Bulletproof Coffee from Perfectly Pressed Juice Bar at The Press Club, next to the Weekly headquarters in Seaside.
Bulletproof Coffee from Perfectly Pressed Juice Bar at The Press Club, next to the Weekly headquarters in Seaside.
Butter in coffee is a thing now.
Hipster coffee houses everywhere are suddenly offering it. Paleo dieters are all into it. Weekly food writer Shiho Fukushima swears by it.
And now, Perfectly Pressed Juice Bar is selling it.
It’s called Bulletproof Coffee, the trademarked brainchild of globetrotting entrepreneur Dave Asprey. It involves adding coconut oil and unsalted butter or ghee to freshly brewed coffee and frothing it in a blender.
Bulletproof Coffee fans have claimed some pretty wild health benefits, from an IQ boost to, ironically, weight loss. I’m skeptical.
But I’m also intrigued enough to run next door to The Press Club, where Perfectly Pressed serves Bulletproof Coffee using butter from grass-fed yaks. (As opposed to the corn-fed ones at—sorry not sorry—yaktory farms.)
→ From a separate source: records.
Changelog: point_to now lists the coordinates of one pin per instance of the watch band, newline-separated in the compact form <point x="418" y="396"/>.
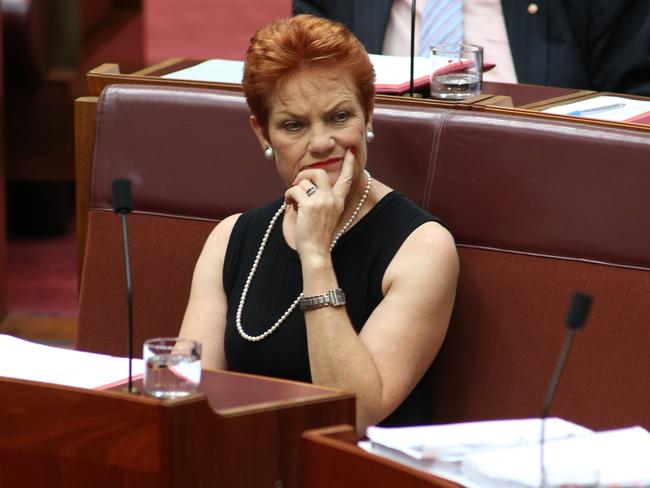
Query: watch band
<point x="332" y="298"/>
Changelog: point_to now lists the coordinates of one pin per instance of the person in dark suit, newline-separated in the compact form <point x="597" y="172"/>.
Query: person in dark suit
<point x="601" y="45"/>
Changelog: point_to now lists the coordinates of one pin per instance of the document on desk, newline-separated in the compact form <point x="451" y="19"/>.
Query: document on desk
<point x="392" y="72"/>
<point x="20" y="359"/>
<point x="441" y="449"/>
<point x="611" y="108"/>
<point x="614" y="458"/>
<point x="506" y="453"/>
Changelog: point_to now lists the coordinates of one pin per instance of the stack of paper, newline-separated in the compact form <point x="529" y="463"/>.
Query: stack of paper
<point x="392" y="72"/>
<point x="605" y="107"/>
<point x="506" y="453"/>
<point x="35" y="362"/>
<point x="614" y="458"/>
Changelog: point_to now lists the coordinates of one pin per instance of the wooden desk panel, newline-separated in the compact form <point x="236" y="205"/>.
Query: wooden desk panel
<point x="69" y="437"/>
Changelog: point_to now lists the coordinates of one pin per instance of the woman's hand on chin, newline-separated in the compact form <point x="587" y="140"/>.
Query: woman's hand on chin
<point x="319" y="211"/>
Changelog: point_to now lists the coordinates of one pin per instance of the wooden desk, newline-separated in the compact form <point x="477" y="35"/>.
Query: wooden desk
<point x="243" y="431"/>
<point x="110" y="73"/>
<point x="332" y="458"/>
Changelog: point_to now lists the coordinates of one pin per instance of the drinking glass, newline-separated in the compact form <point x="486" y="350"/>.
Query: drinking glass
<point x="457" y="71"/>
<point x="172" y="367"/>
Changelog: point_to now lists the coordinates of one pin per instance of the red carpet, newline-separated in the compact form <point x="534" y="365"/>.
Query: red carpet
<point x="43" y="276"/>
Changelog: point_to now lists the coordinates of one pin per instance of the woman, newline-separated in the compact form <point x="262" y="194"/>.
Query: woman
<point x="342" y="281"/>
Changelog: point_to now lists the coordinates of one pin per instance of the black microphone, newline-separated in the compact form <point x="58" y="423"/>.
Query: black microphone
<point x="412" y="47"/>
<point x="575" y="320"/>
<point x="123" y="204"/>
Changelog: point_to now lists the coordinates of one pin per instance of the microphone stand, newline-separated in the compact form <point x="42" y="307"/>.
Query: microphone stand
<point x="413" y="11"/>
<point x="411" y="93"/>
<point x="576" y="318"/>
<point x="123" y="204"/>
<point x="550" y="394"/>
<point x="129" y="300"/>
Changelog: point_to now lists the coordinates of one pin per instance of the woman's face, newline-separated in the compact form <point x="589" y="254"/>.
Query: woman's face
<point x="314" y="118"/>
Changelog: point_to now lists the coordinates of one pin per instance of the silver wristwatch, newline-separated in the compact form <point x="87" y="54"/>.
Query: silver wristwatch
<point x="332" y="298"/>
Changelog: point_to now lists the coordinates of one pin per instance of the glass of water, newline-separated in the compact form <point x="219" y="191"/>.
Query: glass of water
<point x="457" y="71"/>
<point x="172" y="367"/>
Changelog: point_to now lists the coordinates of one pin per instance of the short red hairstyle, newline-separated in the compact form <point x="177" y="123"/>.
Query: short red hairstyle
<point x="284" y="47"/>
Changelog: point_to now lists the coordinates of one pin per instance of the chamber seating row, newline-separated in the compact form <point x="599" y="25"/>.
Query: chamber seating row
<point x="539" y="208"/>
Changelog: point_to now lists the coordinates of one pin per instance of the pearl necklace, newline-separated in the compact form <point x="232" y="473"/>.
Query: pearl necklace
<point x="295" y="303"/>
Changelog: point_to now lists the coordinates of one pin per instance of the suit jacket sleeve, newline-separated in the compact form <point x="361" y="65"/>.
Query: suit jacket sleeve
<point x="619" y="46"/>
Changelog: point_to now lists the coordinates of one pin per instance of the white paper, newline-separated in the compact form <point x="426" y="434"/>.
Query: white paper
<point x="613" y="458"/>
<point x="453" y="442"/>
<point x="631" y="108"/>
<point x="20" y="359"/>
<point x="389" y="70"/>
<point x="215" y="70"/>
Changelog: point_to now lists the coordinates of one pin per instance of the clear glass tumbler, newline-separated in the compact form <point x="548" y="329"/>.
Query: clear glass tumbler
<point x="457" y="71"/>
<point x="172" y="367"/>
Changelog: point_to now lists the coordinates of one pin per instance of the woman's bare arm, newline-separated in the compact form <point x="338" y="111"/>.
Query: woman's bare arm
<point x="205" y="316"/>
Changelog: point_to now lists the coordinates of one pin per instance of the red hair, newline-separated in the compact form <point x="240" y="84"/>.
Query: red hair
<point x="286" y="46"/>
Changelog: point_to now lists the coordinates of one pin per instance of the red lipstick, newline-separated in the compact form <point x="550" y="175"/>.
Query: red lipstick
<point x="325" y="163"/>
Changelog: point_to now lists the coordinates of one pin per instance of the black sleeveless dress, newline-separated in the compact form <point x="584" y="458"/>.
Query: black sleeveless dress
<point x="360" y="259"/>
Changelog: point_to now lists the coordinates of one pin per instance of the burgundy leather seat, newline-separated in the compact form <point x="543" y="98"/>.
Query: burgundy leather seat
<point x="539" y="208"/>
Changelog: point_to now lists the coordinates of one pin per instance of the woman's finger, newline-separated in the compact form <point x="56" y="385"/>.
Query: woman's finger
<point x="344" y="181"/>
<point x="317" y="176"/>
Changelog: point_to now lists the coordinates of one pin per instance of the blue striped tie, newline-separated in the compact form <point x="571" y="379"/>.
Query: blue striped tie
<point x="442" y="21"/>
My warm mug of Bulletproof is frothy, and not just on top. The consistency is velvet all the way through. I’m a wuss when it comes to coffee, almost always adding sweetness and cream, but the Bulletproof is so rich it doesn’t need sugar or stevia. (And adding it, I suspect, would go against the whole paleo point.)
Yes, I just consumed up to 4 tablespoons of fat from the coconut oil and butter: 52 grams,* most of it saturated, blowing way past any daily dose the FDA could recommend.
But the supple, greasy feel it leaves on my lips is pleasant. I haven’t had anything else for breakfast, but I feel pretty satisfied.
Let’s ride this out, Bulletproof. If for no other reason—because yak butter.
*Update: The official Bulletproof recipe calls for 1-2 tablespoons each of coconut oil and yak butter in every serving, but Perfectly Pressed owner Monica Berriz says it’s more like a half tablespoon each in her mugs. So that would be a much more reasonable 13 grams of fat per mug.